A Buford woman is out more than $4,000 after she said she fell victim to an elaborate scam.

Carolyn Buffington, 74, said a close friend reached out to her on Facebook messanger more than a week ago to tell her that her Facebook account had been hacked and she had changed her phone number.

Then the "friend" started to send Buffington text messages from that new number.  She told Buffington about a new $200,000 grant program she had just enrolled in to help pay her bills and suggested that her friend do the same.  

"There are so many things I've been talking about doing in my home, you know, painting, getting floors put in.  My car has got a few issues and I thought, you know, this is a blessing for me and not realizing it was a scam" said Buffington.  

Buffington said an "agent" from the grant program then started sending her text messages about how to enroll.  The so-called agent told Buffington she had to buy hundreds of dollars in Nike gift cards to pay the start up fees for the grant.  

After handing over thousands of dollars in "fees," Buffington said the scammers came up with more reasons she needed to send them money and she quickly realized there really was no grant.

"How could anybody be so cruel, so selfish and so ruthless to do that to another person?" Buffington wondered.

Buffington filed a report with the Gwinnett County Police Department and reached out to Nike to see if anything could be done, but the scammers had already spent all the money on the cards.

"There's a lot of red flags and it doesn't just happen around the holiday times.  It happens year round," explained Gwinnett Police Cpl. Michele Pihera.  

Cpl. Pihera said scammers often use different stories or tactics to convince victims to send money, like telling them they have a loved one in trouble or an outstanding IRS debt.  She said anyone asking for payment in gift cards, however is a common theme and should be a warning sign.  

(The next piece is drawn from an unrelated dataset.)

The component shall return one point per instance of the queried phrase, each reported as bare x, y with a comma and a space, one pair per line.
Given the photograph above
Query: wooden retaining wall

"These people are very good manipulators," said Cpl. Pihera.  "They know exactly what to say.  They know how to make people afraid that a government agency is coming to come after them, but they are not legitimate." 

Pihera said if you recieve a call or a text from a number you do not recognize, you should ignore it and not engage with whoever is on the other end.  

Buffington said she now realizes she should have called her friend to verify that she was, in fact, the one she had been texting.  She hopes others will learn from her mistake.

"Make sure before you do anything, before you respond even back to a text or even a media, make sure you know who you're dealing with, because if you don't it's going to cost you like it did myself and I'm grateful--it could've been worse," said Buffington.